[백준] 2467번: 용액

https://www.acmicpc.net/problem/2467

initial

So we want to find a pair with the closest sum to 0. But we cannot blindly shift our left and right pointers inwards without certain conditions.

Let's see
-100 -99 98 100 1000

So my initial thinking was initialise an external variable of abs(lst[0] + lst[-1]) and if the absolute value of sum of left and right pointers is smaller than this external variable, that means we are close to the value 0 so we update the external variable with the absolute value of sum and store the value at left and right pointers. We should update that external variable with the absolute sum, not just sum so i made a careless mistake there.

solution

correct:

import sys
input = sys.stdin.readline

n=int(input())
lst = list(map(int,input().split()))
left,right = 0, len(lst)-1
start = abs(lst[left]+lst[right])
ans = [lst[left],lst[right]]
while left<right:
    sum= lst[left]+lst[right]
    if sum==0:
        print(lst[left],lst[right])
        exit()

    if abs(sum)<start:
        start=abs(sum)
        ans=[lst[left],lst[right]]

    if sum>0:
        right-=1
    else:
        left+=1
print(*ans)

this is more concise with same logic. There is no need to initialise external value with using values of lst. Just a really high arbitrary number will do.

value = 2000000000
N = int(input())
x, y = 0, 0
l = 0
r = N - 1

dragon_liquid = [int(x) for x in input().split()]
# 문제에서 이미 오름차순으로 정렬

while l < r:
    cur_value = dragon_liquid[l] + dragon_liquid[r]

    if abs(cur_value) <= value:
        x = dragon_liquid[l]
        y = dragon_liquid[r]
        value = abs(cur_value)

    if cur_value <= 0:
        l += 1

    else: # cur_value > 0
        r -= 1

print(x, y)

complexity

The code you provided is an implementation of a two-pointer approach to find two elements in an array that sum to zero with the minimum absolute value. The time complexity of this code is O(n), where 'n' is the length of the input list lst.

Here's a breakdown of the complexity:

1. Initialization: The code initializes variables left and right to 0 and len(lst)-1, which are O(1) operations.

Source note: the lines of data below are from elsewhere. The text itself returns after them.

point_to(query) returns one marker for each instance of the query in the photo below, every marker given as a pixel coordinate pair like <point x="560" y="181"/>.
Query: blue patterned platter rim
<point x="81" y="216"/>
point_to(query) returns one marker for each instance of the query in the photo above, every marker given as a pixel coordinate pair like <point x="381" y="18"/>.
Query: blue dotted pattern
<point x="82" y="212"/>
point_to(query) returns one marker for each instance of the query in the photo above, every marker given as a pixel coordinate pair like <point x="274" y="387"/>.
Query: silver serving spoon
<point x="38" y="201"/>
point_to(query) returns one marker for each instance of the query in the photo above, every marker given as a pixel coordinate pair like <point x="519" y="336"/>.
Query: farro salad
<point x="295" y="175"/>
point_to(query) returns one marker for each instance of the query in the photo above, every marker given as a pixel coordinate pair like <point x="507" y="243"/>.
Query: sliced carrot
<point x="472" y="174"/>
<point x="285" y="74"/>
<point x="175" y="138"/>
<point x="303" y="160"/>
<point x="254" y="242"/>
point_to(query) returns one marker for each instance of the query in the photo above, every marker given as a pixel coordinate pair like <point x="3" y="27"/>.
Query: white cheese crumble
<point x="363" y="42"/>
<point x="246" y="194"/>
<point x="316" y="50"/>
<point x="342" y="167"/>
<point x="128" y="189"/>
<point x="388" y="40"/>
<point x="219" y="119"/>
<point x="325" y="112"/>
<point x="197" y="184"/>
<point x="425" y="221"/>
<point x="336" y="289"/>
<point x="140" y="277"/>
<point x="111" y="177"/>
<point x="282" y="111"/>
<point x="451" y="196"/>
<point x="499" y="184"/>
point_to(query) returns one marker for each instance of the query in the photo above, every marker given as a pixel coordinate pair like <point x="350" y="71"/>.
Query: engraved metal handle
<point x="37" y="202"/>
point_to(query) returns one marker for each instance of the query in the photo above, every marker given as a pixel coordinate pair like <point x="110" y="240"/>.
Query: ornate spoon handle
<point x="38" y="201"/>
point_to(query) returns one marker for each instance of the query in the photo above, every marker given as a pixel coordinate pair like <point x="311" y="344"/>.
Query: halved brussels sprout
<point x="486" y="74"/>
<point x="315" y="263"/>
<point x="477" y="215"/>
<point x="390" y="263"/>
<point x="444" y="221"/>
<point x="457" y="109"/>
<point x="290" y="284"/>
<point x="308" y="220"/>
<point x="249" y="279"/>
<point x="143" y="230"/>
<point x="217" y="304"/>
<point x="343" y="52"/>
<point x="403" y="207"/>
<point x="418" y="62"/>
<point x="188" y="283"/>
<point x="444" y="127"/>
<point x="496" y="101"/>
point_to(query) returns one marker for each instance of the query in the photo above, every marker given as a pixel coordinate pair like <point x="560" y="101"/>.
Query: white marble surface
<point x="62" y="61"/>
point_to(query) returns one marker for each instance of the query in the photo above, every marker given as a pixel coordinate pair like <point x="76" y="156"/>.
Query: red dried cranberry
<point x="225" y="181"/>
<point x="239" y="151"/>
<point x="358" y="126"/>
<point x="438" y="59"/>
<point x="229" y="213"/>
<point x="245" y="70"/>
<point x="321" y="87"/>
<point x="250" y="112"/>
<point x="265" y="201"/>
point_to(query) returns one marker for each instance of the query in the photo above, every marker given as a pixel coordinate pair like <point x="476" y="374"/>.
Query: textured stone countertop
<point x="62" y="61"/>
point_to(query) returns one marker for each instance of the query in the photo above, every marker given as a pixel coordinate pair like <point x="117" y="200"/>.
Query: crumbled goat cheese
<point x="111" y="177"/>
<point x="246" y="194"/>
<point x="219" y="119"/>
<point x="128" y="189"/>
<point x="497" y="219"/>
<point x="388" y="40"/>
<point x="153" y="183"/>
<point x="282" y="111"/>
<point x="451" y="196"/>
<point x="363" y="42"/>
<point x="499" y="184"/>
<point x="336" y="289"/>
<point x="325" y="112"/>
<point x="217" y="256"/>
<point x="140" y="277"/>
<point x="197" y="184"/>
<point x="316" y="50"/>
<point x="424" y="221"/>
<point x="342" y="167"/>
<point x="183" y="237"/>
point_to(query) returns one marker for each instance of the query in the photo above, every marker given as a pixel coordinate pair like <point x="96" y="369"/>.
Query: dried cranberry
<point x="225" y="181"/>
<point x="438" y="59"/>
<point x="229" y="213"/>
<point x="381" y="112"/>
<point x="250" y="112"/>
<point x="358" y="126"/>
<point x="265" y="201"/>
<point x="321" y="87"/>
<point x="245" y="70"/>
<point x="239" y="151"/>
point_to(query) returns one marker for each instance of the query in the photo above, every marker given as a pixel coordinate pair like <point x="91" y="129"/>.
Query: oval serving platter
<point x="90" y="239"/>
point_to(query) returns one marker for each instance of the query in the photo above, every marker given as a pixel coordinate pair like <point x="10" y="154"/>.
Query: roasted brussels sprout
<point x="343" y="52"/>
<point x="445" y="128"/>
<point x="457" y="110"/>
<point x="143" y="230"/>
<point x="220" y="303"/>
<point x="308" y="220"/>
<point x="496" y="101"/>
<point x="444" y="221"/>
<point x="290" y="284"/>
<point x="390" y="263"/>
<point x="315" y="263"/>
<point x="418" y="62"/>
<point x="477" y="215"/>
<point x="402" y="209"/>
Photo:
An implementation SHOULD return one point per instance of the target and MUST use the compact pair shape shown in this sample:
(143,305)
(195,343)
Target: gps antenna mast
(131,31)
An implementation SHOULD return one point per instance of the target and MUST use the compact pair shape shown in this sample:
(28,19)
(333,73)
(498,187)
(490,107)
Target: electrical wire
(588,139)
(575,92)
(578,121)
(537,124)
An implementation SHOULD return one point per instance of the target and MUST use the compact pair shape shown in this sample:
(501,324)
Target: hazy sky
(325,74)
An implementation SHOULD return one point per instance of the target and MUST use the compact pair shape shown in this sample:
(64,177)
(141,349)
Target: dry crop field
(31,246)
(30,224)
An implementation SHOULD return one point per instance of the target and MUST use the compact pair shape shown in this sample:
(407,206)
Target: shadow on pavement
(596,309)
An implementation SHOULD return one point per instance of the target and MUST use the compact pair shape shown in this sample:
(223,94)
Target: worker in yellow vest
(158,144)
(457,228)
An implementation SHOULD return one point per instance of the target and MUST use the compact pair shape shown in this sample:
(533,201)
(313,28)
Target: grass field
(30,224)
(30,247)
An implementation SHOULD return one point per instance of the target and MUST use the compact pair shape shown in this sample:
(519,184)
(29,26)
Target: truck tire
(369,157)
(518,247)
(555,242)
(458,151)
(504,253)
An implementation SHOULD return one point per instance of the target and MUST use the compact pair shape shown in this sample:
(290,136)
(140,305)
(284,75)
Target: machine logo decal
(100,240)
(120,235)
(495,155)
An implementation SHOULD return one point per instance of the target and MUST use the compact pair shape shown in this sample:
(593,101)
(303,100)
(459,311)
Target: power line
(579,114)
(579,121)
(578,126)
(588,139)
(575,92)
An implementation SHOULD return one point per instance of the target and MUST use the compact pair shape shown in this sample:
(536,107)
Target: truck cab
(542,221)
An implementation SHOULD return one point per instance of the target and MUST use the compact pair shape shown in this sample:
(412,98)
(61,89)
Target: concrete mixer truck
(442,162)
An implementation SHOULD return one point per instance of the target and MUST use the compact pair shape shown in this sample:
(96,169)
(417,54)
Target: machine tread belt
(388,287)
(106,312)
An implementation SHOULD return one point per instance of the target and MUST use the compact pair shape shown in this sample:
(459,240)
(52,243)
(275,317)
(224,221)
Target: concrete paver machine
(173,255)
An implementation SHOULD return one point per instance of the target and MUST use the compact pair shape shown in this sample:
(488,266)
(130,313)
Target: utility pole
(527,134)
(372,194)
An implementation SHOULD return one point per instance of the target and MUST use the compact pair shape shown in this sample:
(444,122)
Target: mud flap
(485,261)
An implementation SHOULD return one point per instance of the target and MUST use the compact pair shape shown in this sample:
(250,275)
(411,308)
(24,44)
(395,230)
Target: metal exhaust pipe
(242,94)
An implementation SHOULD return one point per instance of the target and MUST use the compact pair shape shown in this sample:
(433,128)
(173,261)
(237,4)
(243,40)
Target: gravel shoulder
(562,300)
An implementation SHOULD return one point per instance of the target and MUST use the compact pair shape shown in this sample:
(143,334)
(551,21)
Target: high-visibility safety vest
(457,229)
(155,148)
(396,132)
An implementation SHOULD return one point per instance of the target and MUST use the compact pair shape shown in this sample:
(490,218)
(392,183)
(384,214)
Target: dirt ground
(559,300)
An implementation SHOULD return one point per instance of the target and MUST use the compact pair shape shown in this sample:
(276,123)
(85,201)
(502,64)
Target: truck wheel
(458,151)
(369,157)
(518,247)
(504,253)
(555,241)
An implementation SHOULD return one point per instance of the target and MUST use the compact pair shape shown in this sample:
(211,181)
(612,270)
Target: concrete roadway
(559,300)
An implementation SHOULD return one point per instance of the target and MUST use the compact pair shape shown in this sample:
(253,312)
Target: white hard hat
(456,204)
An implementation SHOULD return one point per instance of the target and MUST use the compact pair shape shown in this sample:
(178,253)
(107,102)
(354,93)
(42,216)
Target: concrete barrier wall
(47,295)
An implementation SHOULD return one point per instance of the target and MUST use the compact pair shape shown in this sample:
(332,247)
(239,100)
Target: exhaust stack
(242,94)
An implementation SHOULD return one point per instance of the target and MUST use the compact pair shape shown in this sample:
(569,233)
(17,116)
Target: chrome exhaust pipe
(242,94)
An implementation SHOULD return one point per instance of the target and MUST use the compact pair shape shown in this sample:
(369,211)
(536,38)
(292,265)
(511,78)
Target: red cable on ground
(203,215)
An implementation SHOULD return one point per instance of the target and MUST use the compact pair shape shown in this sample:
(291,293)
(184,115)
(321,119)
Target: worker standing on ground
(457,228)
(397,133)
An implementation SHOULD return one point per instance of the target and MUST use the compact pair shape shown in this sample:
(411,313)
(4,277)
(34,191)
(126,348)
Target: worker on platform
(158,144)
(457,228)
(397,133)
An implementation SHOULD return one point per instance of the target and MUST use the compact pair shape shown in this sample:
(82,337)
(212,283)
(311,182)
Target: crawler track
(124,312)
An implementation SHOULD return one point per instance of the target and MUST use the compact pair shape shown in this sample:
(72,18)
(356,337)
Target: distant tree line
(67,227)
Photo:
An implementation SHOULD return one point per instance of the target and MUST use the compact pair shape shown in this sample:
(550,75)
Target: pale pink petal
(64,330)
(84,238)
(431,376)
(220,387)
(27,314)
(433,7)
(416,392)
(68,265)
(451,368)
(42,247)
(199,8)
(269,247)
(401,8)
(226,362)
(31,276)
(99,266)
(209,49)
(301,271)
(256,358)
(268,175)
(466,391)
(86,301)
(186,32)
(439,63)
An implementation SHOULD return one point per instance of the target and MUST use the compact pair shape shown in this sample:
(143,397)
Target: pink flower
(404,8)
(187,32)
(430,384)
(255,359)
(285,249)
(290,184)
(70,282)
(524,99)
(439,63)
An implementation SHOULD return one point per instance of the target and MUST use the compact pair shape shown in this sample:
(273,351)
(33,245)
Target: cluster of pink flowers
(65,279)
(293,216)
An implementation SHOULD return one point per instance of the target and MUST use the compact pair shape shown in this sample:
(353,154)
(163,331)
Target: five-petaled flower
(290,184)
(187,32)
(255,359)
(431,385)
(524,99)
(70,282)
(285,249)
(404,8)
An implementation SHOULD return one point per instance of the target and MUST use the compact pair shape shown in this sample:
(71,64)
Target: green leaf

2. Loop: The code enters a while loop that continues until left is less than right, where 'left' and 'right' are the two pointers. The loop iterates at most n/2 times, so the loop itself has O(n) complexity.

3. Sum Calculation and Comparison: Inside the loop, you calculate the sum of the elements at the 'left' and 'right' positions, and compare it to zero and the current minimum absolute sum. These operations are O(1) each.

4. Updating Pointers: Depending on the value of the sum, you increment or decrement the 'left' or 'right' pointer. These operations are O(1) as well.

Overall, the time complexity of this code is dominated by the loop, making it O(n). It efficiently finds the two elements that sum to zero with the minimum absolute value in the input list lst.